Su única salvación de la humillación pública en química  era un chico que apenas y había visto. Tampoco era como si nunca hubiera hecho el ridículo pero todas las semanas tenían su límite. Esta semana ya lo había sobrepasado con creces. 

Se había caído en medio del corredor por culpa de sus cordones desabrochados el lunes,   había chocado contra una taquilla por ir mirando un mensaje de Derek en el celular  el miércoles  y el jueves  por la mañana pisó goma de mascar  que  más tarde coronó con un papel higiénico que anduvo arrastrando por media escuela hasta que Scott se dignó a decirle. Y esperaba en secreto, no tener que ser humillado por el maestro de química  como forma horrenda para sellar el día escolar.  Aunque podía admitir que no tenía idea sobre química orgánica por lo que la humillación parecía inminente.

—¡Hola!—Saludó Stiles  hacia el  único chico en el salón. El chico miró a ambos lados  para cerciorarse de que era a él a quien le hablaba—Fred ¿cierto?—Preguntó Stilinski.

—Sí—Dijo el chico mirándole desconfiado.  Stiles se sentó junto a él  y dejó su mochila en la mesa.

—Quería pedirte un favor.  Sé que no nos conocemos mucho, en realidad casi nada. Bueno…nada de nada  pero he tenido una semana del asco y no quiero coronarla con una humillación más. Entonces…

—Entonces…¿quieres pedirme la tarea de química?—Dijo el chico resumiendo toda la charla que no decía nada.

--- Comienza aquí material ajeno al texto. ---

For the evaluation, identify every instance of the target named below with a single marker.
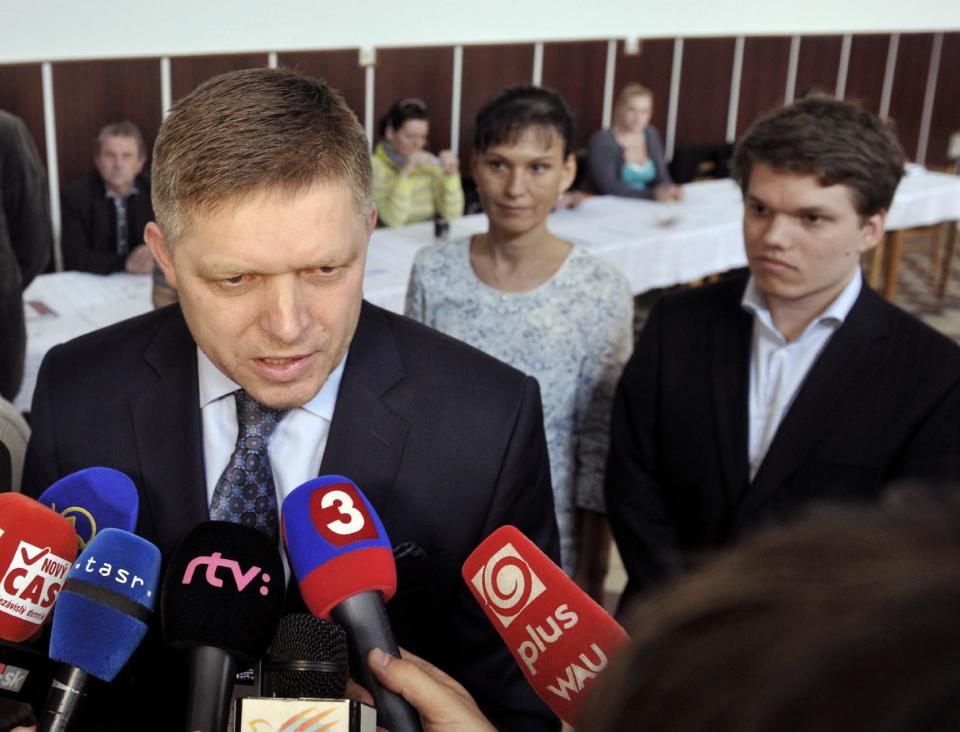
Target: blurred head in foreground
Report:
(847, 620)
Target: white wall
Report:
(48, 30)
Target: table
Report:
(923, 198)
(653, 244)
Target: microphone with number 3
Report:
(344, 564)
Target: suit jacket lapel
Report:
(843, 368)
(166, 418)
(367, 437)
(730, 368)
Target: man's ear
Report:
(872, 231)
(569, 172)
(154, 238)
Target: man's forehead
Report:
(801, 184)
(120, 141)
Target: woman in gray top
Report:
(541, 303)
(627, 159)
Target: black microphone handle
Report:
(210, 676)
(68, 692)
(364, 617)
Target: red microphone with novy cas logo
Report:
(37, 548)
(559, 636)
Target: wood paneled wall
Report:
(88, 94)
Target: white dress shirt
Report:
(778, 368)
(296, 446)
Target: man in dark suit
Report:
(747, 399)
(262, 192)
(25, 241)
(104, 212)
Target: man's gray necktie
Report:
(245, 493)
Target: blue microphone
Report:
(101, 618)
(94, 499)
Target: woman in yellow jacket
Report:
(410, 184)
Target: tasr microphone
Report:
(94, 499)
(101, 618)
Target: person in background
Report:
(540, 303)
(747, 399)
(105, 212)
(25, 241)
(410, 184)
(627, 159)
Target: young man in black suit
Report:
(747, 399)
(262, 190)
(104, 212)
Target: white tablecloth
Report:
(654, 244)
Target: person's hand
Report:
(444, 705)
(140, 260)
(421, 157)
(449, 162)
(668, 192)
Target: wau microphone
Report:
(37, 548)
(344, 564)
(94, 499)
(101, 618)
(223, 595)
(559, 636)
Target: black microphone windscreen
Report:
(308, 659)
(224, 588)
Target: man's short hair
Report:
(119, 129)
(253, 131)
(836, 141)
(846, 619)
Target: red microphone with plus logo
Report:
(559, 636)
(222, 599)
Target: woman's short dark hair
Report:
(401, 111)
(515, 109)
(836, 141)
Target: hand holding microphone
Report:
(444, 705)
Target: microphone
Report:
(559, 636)
(307, 659)
(101, 618)
(93, 499)
(37, 548)
(222, 600)
(307, 669)
(344, 564)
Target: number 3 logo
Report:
(350, 521)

—Pues…sí—admitió Stiles con el rostro quemándole por la vergüenza  y rascándose la nuca con incomodidad. Fred ya  había puesto sobre la mesa el cuaderno con sus apuntes. Stiles copió con rapidez en una letra desordenada y algo confusa.

***

Stiles Stilinski estaba subiéndose al jeep cuando lo sintió.   Era esa extraña sensación que tienes cuando se te erizan los vellos de la nuca. Es una especie de peso en el cuello, que intentas quitarte  pasando los dedos o la palma de la mano frotando con descuido, pero sabes que esa molesta sensación no se irá  porque alguien te está observando fijamente.

 Sabes que está ahí, en algún lugar.   Un par de ojos  acechándote con dureza.

Stiles volteó e hizo un sondeo con  la mirada por todo el aparcamiento pero tan solo había un par de alumnos  por ahí y era todo.  

Subió al jeep y encendió la radio para  intentar despejarse.

***

Mientras iba de camino a casa el semáforo dio en rojo y   observó a Fred caminando  por la acera.  Su  conciencia le obligó a bajar el vidrio y gritarle:—¡Hey Fred! Sube.

—Tío, si vas a llevarme voy a prestarte la tarea más seguido—Ambos sonrieron y comenzaron a conversar animadamente sobre música, comics y algunas series.

 Stiles descubrió que Fred vivía a unas calles de su casa.

***

—Hueles a otra persona—Dijo Derek en un tono  tétrico que no usaba hace tiempo con él.

Estaba de pie con los brazos cruzados junto al marco de su ventana, a oscuras.   El ambiente siniestro, la oración o  la actitud que estaba teniendo con él  le estaban haciendo recordar al antiguo Derek.   

—Es un compañero de química. Le di un aventón  hoy—Stiles vio que Derek se relajaba al escuchar sus latidos y corroborar que no mentía—Voy a ducharme, salgo en un rato—Dijo el chico dejando la puerta del baño abierta un par de centímetros para continuar con un monologo  sobre lo que había sido su día de instituto.

Para ser una persona tan intuitiva como era Stiles…Derek se extrañó por la forma en la que había zanjado el asunto. Derek en serio le creía, pero aunque Stilinski no estuviera interesado en ese otro chico, eso no significaba que el otro no quisiera aprovecharse del inocente de Stiles.

Derek se recargó sobre la pared y  se sentó en el suelo mientras hacía acopio de toda su fuerza de voluntad para no  espiarle mientras escuchaba lentamente como se desvestía en el baño.

 Una completa agonía.

Sintió el grifo del agua abrirse y se permitió   solo un segundo de debilidad… un pequeño segundo para observar  a Stiles por aquella rendija.  Un par de centímetros que le conducían a la visión de un paraíso prohibido.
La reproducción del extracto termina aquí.